I was ask about a command I posted and decided to share the answer here in case anyone else is interested.
The (paraphrased) question was:
Why did you use:
cd `readlink /etc/sysconfig/tcedir`/../
Why not cd /etc/sysconfig/tcedir/ ?
Good question. The answer is because I wanted to go to the parent directory of tce. If you try to do that with the link directly, here's
what happens:
tc@E310:~$ cd /etc/sysconfig/tcedir
tc@E310:/mnt/sda1/tce$ cd ../
tc@E310:/etc/sysconfig$
Instead of moving up 1 level from the tce directory, I moved up 1 level from the tce link to /etc/sysconfig.
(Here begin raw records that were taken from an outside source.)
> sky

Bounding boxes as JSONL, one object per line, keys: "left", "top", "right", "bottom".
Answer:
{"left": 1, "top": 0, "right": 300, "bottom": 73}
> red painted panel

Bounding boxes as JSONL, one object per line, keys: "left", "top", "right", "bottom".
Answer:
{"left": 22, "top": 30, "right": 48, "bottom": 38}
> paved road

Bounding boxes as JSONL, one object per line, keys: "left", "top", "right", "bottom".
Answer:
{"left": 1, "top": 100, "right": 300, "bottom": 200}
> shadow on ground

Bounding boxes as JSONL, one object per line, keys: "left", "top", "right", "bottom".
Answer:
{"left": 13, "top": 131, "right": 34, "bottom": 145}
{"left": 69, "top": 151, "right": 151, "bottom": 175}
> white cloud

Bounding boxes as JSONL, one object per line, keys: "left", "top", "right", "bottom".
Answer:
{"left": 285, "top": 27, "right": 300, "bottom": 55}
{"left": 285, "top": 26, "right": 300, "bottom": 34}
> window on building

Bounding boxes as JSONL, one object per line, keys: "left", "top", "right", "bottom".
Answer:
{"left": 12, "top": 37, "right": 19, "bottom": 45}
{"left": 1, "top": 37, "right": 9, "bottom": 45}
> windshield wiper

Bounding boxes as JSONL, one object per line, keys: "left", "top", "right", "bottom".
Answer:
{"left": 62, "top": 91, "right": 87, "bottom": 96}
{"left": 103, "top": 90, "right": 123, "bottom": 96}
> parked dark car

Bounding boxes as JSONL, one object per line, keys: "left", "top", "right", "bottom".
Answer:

In fact, even though the path shown in the command prompt says /mnt/sda1/tce , the pwd command and $PWD variable
say otherwise:
tc@E310:~$ cd /etc/sysconfig/tcedir
tc@E310:/mnt/sda1/tce$ pwd
/etc/sysconfig/tcedir
tc@E310:/mnt/sda1/tce$ echo $PWD
/etc/sysconfig/tcedir
tc@E310:/mnt/sda1/tce$
The readlink command returns the value or text that the link represents instead of following the link:
tc@E310:~$ readlink /etc/sysconfig/tcedir
/mnt/sda1/tce
tc@E310:~$
The back ticks cause the result of a command to be returned. Here is an example, first without and then with back ticks:
tc@E310:~$ echo readlink /etc/sysconfig/tcedir
readlink /etc/sysconfig/tcedir
tc@E310:~$
tc@E310:~$ echo `readlink /etc/sysconfig/tcedir`
/mnt/sda1/tce
tc@E310:~$
So by using readlink my command changed to the absolute location instead of following the link. I could have done this instead:
cd `readlink /etc/sysconfig/tcedir`
cd ../
There may well be other ways of getting there, but this is what came to mind.